You've spent the last few months updating your resume, working with your recruiter, evaluating firms, and interviewing. Finally, all of the hard work has paid off, and what you have been waiting for has arrived: the offer. However, while you may feel a sense of relief, accomplishment, and happiness, you may also feel a sense of anxiety and uncertainty. This is a serious decision to make, and before making it, you should weigh certain factors carefully.
Each of us, of course, is different, and determining what factors are important may vary greatly depending on the individual. You may attempt to negotiate a higher salary, additional vacation time, and better health benefits. However, these items are often part of a standard package determined by the firm's compensation structure, and you may or may not be able to effectively negotiate them. In addition, other factors, such as a firm's "culture," are also unlikely to change. Determining whether you can accept the offer and the firm for what they are can tend to be as difficult as any decisions you will have to make during your job search. The following factors should be considered when deciding whether or not to accept an offer.

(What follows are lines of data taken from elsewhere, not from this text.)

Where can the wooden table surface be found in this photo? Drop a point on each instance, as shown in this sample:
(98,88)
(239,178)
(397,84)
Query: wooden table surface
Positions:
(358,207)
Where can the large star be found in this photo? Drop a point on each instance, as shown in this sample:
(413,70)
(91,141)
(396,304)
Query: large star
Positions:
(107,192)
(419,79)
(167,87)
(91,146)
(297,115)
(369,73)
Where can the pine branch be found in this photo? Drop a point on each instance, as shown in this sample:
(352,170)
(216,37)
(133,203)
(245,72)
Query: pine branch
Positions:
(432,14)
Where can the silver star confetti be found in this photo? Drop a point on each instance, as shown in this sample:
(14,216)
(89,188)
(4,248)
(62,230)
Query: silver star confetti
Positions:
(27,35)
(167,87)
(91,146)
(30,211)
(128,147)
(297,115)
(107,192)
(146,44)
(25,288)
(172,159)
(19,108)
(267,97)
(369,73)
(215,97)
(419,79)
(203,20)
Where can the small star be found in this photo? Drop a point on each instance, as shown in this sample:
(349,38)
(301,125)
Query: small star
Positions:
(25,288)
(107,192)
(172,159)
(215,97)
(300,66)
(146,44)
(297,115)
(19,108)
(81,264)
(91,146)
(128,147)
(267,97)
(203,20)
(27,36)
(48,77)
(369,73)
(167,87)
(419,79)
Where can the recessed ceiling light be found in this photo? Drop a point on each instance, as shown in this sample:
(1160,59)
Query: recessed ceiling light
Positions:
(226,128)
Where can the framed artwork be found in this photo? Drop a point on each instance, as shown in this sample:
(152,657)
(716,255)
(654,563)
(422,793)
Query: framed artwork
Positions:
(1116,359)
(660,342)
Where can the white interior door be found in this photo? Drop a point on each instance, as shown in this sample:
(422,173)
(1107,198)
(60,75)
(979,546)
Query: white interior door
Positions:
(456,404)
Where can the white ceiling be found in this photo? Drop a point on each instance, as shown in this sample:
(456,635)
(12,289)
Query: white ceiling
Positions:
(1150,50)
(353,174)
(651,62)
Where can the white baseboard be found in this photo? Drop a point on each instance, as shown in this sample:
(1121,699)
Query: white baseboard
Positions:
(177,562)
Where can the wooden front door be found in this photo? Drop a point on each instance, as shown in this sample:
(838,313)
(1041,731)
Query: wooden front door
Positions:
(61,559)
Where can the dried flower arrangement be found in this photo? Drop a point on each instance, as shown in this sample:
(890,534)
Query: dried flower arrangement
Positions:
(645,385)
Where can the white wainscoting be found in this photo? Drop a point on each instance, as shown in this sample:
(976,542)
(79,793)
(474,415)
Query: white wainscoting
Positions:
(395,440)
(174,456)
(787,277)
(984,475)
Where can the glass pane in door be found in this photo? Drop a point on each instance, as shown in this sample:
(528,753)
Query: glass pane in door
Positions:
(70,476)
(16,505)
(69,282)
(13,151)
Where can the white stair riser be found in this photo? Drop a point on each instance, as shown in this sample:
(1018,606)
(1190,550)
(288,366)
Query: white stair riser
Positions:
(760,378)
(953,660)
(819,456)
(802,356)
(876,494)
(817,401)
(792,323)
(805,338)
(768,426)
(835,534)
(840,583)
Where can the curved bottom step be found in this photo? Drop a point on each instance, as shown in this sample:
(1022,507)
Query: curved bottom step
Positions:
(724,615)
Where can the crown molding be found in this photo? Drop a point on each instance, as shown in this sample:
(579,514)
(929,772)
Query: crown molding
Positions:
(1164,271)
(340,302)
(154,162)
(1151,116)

Even if money isn't what gives you the most job satisfaction, no one can argue its importance. Most of us want to make sure we are being paid what we're worth and what the going rate is for jobs similar to ours. This is where your recruiter can be of invaluable assistance. Your recruiter can provide you with information as to whether the offer is in step with the firm's compensation structure, negotiate on your behalf when appropriate, and provide you with information on how your offer compares to what others are making at the same level, in the same practice area, in firms of similar size and status, and in the same geographic region.
Every firm possesses a culture that can range from traditional and conservative to entrepreneurial and liberal. This is where the impressions that you formed during your interview will help you determine whether the particular firm environment is right for you. Were people talking to each other when you walked the halls? Were the doors closed or open? Was the staff treated with respect? How did the partners and associates interact with each other? How formal or informal was the interview? How did people dress? Was the office decorated in traditional oak panels and dull colors, or was it modern, with bright art and lights? Finding an environment that reflects not only your personality, but also your ability to effectively develop professionally is a key element in your future success as an attorney. Certainly, many attorneys can be happy and thrive personally and professional in completely different environments. What you need to determine is what environment would not be the right fit for you.
Sharing a Common Goal.
Firm culture also comprises other factors, including shared attitudes, values, goals, and practices that characterize a firm. If you value your time away from the office, a firm with a high billable requirement that consistently requires late hours and weekend sessions may not be right for you. On the other hand, the type of work you seek, the mentoring you require, the opportunities for growth, and the sophistication of the practice may also translate directly into more hours spent at the office. What you need to determine is whether this is a firm that shares your values, goals, and ambitions.
Another factor that you should focus on is whether the people you met when you interviewed with the firm are the types of people you want to work with. You are going to be spending a great deal of time at the office, working very closely with your colleagues, and the ability to get along with them may be critical to your success. The interview will provide you with insight to help you make that determination. This is also where you may want to consult with your recruiter to provide you with additional information about the firm and its particular practice groups. Networking can also be useful, and you may want to call your list of contacts and gather additional information about the firm.
Each of these factors taken alone may not make or break your decision to accept or decline a job offer. Moreover, these are but a few factors to consider when making a decision. You may also need to consider additional factors that are particularly relevant to your job search. Whether you choose to accept or reject a job offer, you should first inform your recruiter about your decision, and discuss these and other factors with your recruiter directly. Then, you should contact the employer who made that offer in a timely fashion. Your rejection or acceptance should be done formally, in writing, as well as by telephone. The legal community is a small one, and you may at some point develop a relationship with that employer as a superior, a colleague, a client, or even your next-door neighbor. Therefore, irrespective of your decision, one of the most important things you should consider when mulling over a job offer is the importance of safeguarding the relationships that were created during this process.